[Google] Number of distinct substrings | Mar2ndx's Algorithmic and System Design Blog

Question

Given a string, find the number of distinct substrings of the string. Example:

input = “aaaa”,

output = 4 (the 4 substrings are “a”, “aa”, “aaa”, “aaaa”)

input = “abcd”,

output = 10 (“a”, “b”, “c”, “d”, “ab”, “bc”, “cd”, “abc”, “bcd”, “abcd”)

input = “banana”,

output = 15 (“a”, “an”, “ana”, “anan”, “anana”, “b”, “ba”, “ban”, “bana”, “banan”, “banana”, “n”, “na”, “nan”, “nana”)

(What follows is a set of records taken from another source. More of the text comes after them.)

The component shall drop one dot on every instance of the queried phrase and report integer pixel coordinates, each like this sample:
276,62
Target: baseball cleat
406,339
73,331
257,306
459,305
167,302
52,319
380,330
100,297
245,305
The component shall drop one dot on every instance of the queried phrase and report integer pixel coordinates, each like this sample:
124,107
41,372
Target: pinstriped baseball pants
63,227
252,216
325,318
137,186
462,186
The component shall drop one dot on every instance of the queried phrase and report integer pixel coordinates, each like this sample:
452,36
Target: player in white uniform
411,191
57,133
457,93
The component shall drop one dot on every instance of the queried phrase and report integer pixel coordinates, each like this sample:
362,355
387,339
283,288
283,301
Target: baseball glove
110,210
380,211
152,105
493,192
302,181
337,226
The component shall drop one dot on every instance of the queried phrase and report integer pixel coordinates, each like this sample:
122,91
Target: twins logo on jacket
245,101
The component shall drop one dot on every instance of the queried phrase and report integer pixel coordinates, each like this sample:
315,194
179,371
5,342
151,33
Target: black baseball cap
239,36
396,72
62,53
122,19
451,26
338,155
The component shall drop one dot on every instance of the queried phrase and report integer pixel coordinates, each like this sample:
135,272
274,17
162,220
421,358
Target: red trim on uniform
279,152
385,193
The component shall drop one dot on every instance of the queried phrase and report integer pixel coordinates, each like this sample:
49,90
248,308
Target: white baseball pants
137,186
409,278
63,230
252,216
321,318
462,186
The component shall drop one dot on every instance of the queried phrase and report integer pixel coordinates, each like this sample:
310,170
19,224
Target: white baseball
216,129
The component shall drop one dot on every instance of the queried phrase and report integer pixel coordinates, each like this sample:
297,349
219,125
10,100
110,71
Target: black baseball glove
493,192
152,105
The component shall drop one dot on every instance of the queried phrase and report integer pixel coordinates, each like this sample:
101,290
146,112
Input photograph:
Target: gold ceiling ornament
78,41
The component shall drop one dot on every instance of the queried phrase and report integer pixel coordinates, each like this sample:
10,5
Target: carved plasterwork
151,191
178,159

This is also a question on SPOJ.

Solution

This is a very good question, which tests Suffix tree, LCP and string manipulation knowledges.

The solution is to build a suffix tree. This is because:

If you look through the prefixes of each suffix of a string, you have covered all substrings of that string.

There are 2 implementations. First one is slightly simpler.

Implementation 1

Suffix array + LCP (longest common prefix). Take “Banana” as input, then the suffixes:

0) BANANA
1) ANANA
2) NANA
3) ANA
4) NA
5) A

Sort it:

5) A
3) ANA
1) ANANA
0) BANANA
4) NA
2) NANA

Then we start calculate number of substring (that is prefixes of suffix). After removing duplicated prefix, the count is:

5) A - 1
3) ANA - 2
1) ANANA - 2
0) BANANA - 6
4) NA - 2
2) NANA - 2

Total number is:

1 + 2 + 2 + 6 + 2 + 2 = 15

But wait, realize something? “A” is simply duplicate substring in “ANA”, which appers in “ANANA”. Keep this in mind, cuz we need to observe this in the 2nd implementation, too.

Finally, the total number is calculated like this:

for each suffix
    ans += length(suffix) - LCP(suffix, previous suffix)

For more details, read here.

Implementation 2

Build a suffix tree, like this:

Number of substrings is simply the sum of levels of each leaf. For the 3 branches of the suffix tree, number of levels are: 6, 5 and 4 respectively. Total = 15.